Antigrav ['an-ti-grav] 1. adj.  Of or having to do with antigravity. 2. adj.  Consisting of or produced with antigravity fibers. 3. noun  physics  The principle of the control resistance to gravity having been imparted to objects. – Cambridge Dictionary of the Modern Era English Language, 3814 edition.

Maeve Blogen We were there when the ash started to fall.  It had been two days since the volcano, so we didn’t realize there was anything wrong until the crops withered where it touched down.  Luckily most of us were in our houses.  When the ash built up around our houses – that was the scary part.  Thousands of years on this planet, and still at the mercy of Mother Nature.  The ash seemed beautiful at first, white as snow.  But then it started to bury our house.  I was just a child, and my mother was carrying on, and my father was trying to pull up a holo link, and my older sisters were trying to distract me.  Later I found out how lucky we were that the houses had just been upgraded to full temperature control.  The ash was solidifying to rock all around our house, and we were protected from the heat and fumes.  A few in the town weren’t so lucky – had a window open, or happened to be outside when the fall started.  But we were fine, and had food to last the few days it took for them to get through to us.  It was afterwards that was harder for me.

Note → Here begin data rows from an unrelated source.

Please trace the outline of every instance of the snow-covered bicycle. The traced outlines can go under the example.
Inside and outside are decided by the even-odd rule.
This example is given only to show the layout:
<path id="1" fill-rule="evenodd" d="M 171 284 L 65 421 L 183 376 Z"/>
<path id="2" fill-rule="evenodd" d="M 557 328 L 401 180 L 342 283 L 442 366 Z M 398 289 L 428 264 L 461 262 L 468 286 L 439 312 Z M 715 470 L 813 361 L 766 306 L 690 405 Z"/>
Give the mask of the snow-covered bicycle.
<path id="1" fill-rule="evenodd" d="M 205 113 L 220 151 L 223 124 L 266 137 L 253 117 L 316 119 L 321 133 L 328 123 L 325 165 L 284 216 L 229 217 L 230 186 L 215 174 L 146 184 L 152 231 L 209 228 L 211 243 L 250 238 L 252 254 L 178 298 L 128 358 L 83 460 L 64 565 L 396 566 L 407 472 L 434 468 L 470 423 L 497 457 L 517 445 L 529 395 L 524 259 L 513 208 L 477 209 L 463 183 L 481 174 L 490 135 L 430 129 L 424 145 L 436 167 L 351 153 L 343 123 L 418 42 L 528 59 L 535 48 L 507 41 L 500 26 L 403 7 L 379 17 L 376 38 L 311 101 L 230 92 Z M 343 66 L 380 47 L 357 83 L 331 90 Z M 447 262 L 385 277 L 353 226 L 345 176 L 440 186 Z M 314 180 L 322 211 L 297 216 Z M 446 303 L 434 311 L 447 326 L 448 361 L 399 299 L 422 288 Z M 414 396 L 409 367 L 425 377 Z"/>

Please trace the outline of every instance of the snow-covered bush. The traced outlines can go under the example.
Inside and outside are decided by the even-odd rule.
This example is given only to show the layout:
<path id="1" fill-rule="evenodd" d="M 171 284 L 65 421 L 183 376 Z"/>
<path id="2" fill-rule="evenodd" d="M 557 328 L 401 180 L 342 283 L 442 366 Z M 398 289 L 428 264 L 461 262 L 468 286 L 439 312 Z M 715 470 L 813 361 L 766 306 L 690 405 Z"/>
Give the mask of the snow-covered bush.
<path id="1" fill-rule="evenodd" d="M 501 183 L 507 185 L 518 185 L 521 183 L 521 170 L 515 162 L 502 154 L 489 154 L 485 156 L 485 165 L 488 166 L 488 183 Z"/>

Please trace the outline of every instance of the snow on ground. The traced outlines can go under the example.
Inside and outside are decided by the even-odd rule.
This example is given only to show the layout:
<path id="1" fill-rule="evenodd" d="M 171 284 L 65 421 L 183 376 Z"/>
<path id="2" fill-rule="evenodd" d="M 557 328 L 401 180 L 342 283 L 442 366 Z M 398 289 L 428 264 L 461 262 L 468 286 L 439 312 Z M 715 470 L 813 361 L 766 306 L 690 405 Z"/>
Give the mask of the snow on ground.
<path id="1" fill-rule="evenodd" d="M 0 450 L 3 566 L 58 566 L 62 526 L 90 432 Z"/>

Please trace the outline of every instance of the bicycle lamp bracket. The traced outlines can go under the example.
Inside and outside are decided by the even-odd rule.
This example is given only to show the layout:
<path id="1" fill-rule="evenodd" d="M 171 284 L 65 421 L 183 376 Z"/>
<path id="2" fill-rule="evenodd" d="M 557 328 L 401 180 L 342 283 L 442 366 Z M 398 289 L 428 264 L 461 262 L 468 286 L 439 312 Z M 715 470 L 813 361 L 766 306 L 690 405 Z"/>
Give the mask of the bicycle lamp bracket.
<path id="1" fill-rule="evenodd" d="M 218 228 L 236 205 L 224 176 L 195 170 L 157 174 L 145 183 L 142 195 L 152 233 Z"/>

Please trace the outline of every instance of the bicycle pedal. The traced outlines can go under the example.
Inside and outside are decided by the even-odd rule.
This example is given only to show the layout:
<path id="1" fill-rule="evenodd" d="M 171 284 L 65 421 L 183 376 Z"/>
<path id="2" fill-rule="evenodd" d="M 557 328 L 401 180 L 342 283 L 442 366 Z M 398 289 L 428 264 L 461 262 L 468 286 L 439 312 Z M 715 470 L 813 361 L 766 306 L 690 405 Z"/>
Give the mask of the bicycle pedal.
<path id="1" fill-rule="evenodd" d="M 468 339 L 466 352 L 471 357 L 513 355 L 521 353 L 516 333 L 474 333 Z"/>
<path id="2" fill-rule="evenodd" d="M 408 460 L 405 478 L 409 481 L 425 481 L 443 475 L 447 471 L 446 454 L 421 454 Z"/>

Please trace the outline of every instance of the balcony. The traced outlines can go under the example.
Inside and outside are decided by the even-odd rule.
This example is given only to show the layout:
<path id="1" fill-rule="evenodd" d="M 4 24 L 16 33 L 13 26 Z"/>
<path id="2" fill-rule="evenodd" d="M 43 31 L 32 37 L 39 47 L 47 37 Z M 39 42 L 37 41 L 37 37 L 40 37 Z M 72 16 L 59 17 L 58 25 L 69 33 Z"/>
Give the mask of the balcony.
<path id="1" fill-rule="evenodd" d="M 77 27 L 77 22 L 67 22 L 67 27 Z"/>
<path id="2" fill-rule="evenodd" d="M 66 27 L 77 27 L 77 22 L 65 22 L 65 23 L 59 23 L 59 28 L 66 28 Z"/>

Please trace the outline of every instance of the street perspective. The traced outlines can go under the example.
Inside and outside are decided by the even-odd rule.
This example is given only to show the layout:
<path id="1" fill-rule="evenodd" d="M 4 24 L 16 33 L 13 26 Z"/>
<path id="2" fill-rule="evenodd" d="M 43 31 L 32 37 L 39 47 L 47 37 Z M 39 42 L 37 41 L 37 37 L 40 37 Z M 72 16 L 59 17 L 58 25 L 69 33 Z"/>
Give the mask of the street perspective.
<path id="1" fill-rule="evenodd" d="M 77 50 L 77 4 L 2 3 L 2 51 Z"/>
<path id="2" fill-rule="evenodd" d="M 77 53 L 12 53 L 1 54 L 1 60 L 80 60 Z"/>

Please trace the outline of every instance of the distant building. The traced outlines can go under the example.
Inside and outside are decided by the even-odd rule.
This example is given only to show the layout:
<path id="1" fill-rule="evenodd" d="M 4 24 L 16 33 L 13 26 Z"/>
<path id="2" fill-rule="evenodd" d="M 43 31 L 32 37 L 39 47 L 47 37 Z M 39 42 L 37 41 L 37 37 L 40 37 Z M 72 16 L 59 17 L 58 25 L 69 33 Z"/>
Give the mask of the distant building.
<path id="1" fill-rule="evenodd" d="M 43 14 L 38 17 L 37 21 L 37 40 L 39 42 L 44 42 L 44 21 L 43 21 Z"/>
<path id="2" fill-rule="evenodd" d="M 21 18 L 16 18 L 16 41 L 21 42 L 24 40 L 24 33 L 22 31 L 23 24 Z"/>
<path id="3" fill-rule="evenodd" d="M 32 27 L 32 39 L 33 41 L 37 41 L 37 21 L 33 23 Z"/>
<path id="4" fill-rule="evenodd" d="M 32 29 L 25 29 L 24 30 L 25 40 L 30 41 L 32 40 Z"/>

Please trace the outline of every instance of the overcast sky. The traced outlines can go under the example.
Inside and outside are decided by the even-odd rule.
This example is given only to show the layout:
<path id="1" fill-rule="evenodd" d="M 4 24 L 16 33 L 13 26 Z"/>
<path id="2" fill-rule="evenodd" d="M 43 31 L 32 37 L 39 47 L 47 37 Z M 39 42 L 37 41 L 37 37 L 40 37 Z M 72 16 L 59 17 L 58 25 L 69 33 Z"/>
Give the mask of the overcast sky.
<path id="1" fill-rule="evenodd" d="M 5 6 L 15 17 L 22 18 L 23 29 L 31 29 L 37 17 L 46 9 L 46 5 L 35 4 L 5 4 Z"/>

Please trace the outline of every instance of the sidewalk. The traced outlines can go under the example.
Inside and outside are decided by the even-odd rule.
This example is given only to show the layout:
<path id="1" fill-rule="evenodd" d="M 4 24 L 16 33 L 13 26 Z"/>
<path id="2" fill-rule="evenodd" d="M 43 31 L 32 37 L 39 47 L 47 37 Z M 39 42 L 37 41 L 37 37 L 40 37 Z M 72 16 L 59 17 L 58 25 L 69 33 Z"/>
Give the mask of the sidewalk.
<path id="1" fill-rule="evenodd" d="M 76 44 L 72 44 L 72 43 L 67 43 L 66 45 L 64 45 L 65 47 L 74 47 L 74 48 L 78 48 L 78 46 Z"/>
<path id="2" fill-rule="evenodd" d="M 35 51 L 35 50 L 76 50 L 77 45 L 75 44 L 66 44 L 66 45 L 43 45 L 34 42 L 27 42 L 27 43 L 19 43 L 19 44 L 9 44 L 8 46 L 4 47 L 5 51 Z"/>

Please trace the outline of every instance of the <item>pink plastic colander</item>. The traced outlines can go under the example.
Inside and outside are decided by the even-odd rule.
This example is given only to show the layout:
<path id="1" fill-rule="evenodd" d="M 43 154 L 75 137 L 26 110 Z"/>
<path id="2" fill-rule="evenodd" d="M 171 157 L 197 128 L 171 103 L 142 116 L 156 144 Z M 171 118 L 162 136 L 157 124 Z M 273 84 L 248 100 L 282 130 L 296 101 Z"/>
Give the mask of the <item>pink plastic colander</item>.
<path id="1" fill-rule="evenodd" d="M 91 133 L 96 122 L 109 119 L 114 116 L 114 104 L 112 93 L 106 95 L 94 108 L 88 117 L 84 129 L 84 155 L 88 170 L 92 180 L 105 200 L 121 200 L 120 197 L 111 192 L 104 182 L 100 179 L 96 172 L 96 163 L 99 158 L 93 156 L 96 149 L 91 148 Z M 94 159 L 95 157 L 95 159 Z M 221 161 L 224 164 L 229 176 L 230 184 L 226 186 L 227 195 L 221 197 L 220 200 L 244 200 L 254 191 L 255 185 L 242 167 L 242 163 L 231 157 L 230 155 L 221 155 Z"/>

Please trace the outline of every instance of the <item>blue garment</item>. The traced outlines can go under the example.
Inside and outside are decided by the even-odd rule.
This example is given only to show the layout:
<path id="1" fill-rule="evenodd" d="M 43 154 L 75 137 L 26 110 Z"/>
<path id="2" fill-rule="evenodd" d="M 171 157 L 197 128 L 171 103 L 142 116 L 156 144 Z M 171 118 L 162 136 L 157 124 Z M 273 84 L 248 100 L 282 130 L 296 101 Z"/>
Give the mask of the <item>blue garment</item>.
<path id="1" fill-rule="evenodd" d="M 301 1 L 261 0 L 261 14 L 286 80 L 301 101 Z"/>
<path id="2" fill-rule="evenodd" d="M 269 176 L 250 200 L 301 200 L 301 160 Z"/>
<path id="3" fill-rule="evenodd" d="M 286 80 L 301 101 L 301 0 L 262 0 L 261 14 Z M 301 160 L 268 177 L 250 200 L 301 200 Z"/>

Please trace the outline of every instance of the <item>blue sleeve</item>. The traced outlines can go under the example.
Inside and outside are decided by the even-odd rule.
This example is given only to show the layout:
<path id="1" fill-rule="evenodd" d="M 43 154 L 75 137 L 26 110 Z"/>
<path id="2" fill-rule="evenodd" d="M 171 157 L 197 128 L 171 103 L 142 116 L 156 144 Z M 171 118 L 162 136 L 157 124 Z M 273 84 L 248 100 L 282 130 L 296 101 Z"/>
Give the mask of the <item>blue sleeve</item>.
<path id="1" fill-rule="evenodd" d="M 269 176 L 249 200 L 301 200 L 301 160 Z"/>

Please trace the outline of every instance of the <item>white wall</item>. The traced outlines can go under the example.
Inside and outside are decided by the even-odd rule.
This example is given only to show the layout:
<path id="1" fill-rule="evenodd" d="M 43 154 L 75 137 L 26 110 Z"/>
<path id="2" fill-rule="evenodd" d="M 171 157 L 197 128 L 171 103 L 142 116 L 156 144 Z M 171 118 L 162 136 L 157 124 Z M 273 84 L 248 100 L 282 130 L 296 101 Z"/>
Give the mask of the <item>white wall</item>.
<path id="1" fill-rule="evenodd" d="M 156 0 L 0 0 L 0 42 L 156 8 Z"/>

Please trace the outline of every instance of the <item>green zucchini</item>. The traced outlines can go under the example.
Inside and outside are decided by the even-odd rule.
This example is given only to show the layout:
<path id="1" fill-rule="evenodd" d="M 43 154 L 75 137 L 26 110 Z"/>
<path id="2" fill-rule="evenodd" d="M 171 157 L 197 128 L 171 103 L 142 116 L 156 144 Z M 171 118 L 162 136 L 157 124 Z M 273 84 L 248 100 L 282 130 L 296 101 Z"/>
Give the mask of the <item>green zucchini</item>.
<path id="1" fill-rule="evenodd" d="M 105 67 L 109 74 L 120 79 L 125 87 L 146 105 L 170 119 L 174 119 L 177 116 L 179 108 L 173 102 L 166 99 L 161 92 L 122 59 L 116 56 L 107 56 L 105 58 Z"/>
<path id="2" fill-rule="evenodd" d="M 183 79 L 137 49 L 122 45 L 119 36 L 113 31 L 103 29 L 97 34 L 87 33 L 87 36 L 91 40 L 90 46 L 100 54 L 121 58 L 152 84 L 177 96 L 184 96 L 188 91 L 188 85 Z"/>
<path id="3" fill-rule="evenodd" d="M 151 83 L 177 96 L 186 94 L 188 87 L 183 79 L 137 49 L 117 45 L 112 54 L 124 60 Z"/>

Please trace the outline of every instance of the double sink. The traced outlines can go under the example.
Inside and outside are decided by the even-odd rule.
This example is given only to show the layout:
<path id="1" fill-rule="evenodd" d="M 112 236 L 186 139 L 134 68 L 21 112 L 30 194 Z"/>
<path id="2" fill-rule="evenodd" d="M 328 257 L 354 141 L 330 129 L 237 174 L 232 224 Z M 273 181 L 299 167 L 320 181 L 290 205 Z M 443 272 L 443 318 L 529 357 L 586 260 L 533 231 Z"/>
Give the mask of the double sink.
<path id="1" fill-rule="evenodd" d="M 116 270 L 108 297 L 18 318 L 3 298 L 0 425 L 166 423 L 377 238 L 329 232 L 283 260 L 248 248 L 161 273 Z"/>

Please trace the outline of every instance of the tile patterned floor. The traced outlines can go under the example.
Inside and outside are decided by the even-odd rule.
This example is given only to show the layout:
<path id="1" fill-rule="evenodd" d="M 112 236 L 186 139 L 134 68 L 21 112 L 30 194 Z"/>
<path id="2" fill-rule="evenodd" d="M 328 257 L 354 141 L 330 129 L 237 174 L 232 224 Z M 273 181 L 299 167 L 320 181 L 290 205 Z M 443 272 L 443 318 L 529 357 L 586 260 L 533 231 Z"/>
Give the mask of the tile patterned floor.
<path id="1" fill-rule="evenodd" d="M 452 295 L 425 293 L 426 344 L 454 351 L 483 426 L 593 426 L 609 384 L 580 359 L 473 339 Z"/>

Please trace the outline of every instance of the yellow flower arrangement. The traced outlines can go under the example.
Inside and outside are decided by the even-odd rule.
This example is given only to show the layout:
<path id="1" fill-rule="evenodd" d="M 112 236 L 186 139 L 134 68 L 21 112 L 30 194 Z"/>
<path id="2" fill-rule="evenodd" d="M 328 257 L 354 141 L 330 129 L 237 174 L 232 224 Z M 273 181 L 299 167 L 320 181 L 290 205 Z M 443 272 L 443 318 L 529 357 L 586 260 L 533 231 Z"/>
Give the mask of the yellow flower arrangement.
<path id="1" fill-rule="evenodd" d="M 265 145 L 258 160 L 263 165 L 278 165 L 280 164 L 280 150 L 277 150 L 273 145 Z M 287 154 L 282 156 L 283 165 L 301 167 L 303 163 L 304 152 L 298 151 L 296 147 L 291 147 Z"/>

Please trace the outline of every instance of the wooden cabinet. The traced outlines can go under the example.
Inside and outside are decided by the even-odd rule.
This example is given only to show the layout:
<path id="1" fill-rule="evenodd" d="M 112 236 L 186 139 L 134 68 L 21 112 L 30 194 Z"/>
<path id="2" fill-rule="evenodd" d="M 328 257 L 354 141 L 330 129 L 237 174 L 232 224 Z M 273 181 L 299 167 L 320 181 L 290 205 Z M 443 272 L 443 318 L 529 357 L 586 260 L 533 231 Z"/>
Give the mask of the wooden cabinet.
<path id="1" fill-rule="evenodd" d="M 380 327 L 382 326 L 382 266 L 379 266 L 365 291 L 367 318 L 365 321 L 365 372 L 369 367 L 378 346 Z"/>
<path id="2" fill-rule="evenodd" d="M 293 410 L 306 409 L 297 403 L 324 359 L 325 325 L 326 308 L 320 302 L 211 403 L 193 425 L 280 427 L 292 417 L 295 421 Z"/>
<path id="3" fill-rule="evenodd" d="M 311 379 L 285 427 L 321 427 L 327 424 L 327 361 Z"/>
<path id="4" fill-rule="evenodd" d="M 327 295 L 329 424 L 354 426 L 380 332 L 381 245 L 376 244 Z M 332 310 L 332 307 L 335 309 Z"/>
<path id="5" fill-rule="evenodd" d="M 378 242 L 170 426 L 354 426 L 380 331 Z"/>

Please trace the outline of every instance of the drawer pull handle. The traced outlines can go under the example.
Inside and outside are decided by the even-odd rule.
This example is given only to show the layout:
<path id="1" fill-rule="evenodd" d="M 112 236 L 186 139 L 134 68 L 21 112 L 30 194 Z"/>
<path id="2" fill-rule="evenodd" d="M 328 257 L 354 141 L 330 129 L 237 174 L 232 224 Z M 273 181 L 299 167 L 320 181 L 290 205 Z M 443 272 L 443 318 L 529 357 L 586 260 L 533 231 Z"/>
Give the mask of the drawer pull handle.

We lost our house and property in the ash fall.  My father was a farmer, and while the hydroponic garden made it through just fine, it was rather inaccessible under the fresh layer of rock that formed.  We didn’t have volcano insurance – after all, it had been dormant for over a century!  The city was overcrowded and expensive, but the government had a good out for us.  Leave Earth, go to the new city on Mars as some of the first colonists.  It wouldn’t be much of a change for our lifestyle, my father already being a farmer.  We just had to remember that outside the bubble of the city, the lack of atmosphere was deadlier than any volcano on Earth. – “Personal Testaments of the Ash Fall of 3705”

Earth looks like Venus                Walking far away Brittle shell of lifeless past                Pastel explosions abound I look to the stars                    Sink under the dirt --“Experiments in Dead Poetry Forms,” published 4236 A.D.